Civil Action No. 04-2541.

November 9, 2004


MEMORANDUM


Plaintiff John McGovern, a former Court Security Officer ("CSO"), challenges his discharge for failure to meet medical and physical standards that were established by the Judicial Conference of the United States and implemented by defendant, the United States Marshall's Service ("USMS"). The plaintiff alleges that the USMS has violated: (1) his right to equal protection, substantive due process, and procedural due process under the Fifth Amendment; (2) the Rehabilitation Act of 1973, 29 U.S.C. § 701 et seq.; and (3) the Age Discrimination in Employment Act ("ADEA"), 29 U.S.C. § 621 et seq.. He also alleges wrongful "concert of action/interference with contractual relations." Before the court is the motion of the defendant USMS to dismiss the complaint under Rules 12(b)(6) and 12(b)(1) of the Federal Rules of Civil Procedure for failure to state a claim upon which relief can be granted and lack of subject matter jurisdiction, respectively.

The Judicial Conference of the United States establishes policies for the federal courts. See 28 U.S.C. § 331.
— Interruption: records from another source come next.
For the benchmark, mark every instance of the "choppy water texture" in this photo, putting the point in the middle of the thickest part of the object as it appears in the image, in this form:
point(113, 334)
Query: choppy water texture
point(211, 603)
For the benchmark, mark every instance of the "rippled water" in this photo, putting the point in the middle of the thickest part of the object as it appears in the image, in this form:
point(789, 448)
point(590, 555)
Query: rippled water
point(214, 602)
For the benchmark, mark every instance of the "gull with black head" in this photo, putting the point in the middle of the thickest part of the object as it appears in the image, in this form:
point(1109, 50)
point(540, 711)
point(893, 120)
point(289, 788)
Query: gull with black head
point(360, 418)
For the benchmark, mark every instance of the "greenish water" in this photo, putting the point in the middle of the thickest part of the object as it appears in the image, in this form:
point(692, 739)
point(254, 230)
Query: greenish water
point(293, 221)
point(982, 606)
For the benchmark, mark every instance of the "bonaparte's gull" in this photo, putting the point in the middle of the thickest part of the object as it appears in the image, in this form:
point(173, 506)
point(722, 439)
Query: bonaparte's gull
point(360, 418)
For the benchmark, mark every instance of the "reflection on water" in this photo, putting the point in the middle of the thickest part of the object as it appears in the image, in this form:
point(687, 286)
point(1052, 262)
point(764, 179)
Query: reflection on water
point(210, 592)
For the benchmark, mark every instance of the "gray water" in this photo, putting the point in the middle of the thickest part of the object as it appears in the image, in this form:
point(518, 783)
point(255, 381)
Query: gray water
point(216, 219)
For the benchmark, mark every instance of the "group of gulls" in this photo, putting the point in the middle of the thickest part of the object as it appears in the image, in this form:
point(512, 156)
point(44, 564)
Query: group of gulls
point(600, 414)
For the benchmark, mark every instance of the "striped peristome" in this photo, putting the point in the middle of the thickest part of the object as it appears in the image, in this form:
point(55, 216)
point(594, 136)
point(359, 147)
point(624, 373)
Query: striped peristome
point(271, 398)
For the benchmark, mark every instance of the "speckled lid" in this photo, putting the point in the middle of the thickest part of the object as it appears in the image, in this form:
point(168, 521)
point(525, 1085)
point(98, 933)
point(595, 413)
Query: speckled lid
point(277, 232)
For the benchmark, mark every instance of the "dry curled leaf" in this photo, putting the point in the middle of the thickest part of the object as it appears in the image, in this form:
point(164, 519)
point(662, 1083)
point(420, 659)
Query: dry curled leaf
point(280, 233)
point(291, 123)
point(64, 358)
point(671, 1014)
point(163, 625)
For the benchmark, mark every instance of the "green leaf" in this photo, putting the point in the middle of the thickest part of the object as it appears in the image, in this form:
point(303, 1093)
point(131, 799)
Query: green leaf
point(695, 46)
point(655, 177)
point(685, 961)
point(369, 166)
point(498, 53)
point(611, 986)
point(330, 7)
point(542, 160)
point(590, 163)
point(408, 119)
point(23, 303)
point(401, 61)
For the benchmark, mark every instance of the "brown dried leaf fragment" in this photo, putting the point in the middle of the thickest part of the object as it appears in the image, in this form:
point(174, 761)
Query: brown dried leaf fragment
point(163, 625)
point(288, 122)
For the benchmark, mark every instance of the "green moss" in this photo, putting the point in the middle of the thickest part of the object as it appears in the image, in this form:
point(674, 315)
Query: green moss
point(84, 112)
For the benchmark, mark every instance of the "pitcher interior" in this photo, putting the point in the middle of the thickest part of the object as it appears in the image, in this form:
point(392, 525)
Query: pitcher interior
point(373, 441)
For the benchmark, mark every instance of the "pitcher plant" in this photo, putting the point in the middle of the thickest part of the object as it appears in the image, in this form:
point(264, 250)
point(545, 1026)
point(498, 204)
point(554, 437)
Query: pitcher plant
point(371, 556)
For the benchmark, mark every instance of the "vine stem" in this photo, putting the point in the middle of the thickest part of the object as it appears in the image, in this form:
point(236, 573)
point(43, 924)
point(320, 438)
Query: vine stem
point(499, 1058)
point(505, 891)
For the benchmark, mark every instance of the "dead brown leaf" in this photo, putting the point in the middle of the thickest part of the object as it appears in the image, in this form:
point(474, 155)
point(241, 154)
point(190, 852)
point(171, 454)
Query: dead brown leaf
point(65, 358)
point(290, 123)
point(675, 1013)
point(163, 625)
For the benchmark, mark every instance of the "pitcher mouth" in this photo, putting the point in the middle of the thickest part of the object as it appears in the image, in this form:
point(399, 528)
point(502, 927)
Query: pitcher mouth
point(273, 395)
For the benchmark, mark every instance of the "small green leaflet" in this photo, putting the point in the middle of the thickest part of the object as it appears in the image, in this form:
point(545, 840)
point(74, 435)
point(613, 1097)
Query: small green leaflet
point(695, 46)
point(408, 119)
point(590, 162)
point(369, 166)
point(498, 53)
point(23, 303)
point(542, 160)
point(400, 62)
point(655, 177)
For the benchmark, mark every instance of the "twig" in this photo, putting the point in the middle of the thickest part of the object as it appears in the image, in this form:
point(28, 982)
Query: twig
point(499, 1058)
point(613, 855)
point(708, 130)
In considering a motion to dismiss for failure to state a claim upon which relief can be granted, we accept all well-pleaded facts in the complaint as true. In re Rockefeller Ctr. Prop., Inc. Secs. Litig., 311 F.3d 198, 215 (2002). We may also consider "an undisputedly authentic document that a defendant attaches as an exhibit to a motion to dismiss if the plaintiff's claims are based on the document." Pension Benefit Guar. Corp. v. White Consol. Indus., Inc., 998 F.2d 1192, 1196 (3d Cir. 1993). A complaint is properly dismissed only if "it appears that the plaintiff can prove no set of facts in support of his claim which would entitle him to relief." Conley v. Gibson, 355 U.S. 41, 46-47 (1957).
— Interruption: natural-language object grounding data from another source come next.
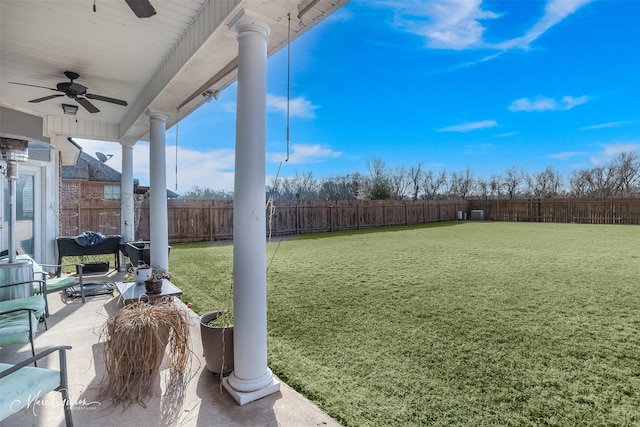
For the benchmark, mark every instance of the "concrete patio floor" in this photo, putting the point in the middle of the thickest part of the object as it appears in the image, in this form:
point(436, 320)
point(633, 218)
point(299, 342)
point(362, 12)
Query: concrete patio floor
point(202, 403)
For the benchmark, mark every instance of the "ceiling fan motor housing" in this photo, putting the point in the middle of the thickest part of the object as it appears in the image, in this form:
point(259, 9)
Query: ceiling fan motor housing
point(71, 89)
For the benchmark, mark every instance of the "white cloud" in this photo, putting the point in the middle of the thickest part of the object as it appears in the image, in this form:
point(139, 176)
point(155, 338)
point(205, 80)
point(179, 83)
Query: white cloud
point(459, 24)
point(609, 151)
point(298, 107)
point(445, 24)
point(466, 127)
point(306, 153)
point(607, 125)
point(566, 155)
point(507, 134)
point(554, 12)
point(542, 103)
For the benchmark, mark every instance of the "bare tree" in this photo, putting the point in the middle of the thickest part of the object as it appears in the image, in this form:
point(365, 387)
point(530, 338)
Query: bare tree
point(495, 186)
point(415, 178)
point(378, 186)
point(513, 181)
point(627, 170)
point(207, 194)
point(461, 183)
point(483, 185)
point(399, 182)
point(432, 183)
point(545, 184)
point(344, 187)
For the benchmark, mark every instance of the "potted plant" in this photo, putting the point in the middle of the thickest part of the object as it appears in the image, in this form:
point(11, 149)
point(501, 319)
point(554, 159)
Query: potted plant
point(153, 283)
point(135, 340)
point(216, 331)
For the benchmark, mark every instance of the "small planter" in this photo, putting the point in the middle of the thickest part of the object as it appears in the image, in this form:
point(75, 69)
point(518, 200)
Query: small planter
point(217, 344)
point(153, 287)
point(94, 267)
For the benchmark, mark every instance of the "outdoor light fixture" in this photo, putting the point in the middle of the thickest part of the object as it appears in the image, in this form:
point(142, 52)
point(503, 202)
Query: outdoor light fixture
point(70, 109)
point(210, 94)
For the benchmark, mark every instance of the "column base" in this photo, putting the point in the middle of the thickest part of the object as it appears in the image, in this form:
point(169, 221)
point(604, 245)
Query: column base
point(243, 397)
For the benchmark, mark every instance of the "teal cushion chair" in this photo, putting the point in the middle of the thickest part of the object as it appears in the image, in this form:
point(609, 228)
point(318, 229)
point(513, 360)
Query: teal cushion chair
point(21, 383)
point(19, 317)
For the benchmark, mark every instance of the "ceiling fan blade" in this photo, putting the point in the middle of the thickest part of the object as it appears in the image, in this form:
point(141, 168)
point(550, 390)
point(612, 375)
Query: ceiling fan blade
point(106, 99)
point(44, 98)
point(142, 8)
point(87, 105)
point(26, 84)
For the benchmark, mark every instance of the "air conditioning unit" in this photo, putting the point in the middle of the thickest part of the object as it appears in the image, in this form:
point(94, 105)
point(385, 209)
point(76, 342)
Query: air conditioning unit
point(477, 215)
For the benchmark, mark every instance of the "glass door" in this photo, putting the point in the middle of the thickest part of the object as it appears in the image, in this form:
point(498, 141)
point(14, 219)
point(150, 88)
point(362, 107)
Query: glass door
point(27, 210)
The alleged facts are in many ways identical to those in two other actions currently before this Court. Wilson v. MVM, Inc., Civ. A. No. 03-4514 (E.D. Pa. filed Aug. 5, 2003); Leitch v. MVM, Inc., Civ. A. No. 03-4344 (E.D. Pa. filed July 25, 2003). As in those cases, the plaintiff here is a CSO who has worked in this courthouse pursuant to a labor contract between the USMS and the other defendant in this action, a private security company called MVM, Inc.("MVM"). A collective bargaining agreement ("CBA") between MVM and the plaintiff's labor union, United Government Security Officers of America, governs certain terms of the plaintiff's employment.

The labor contract under which the plaintiff has worked has involved different security companies in the past, but as of 2001, the labor contract is between the USMS and MVM.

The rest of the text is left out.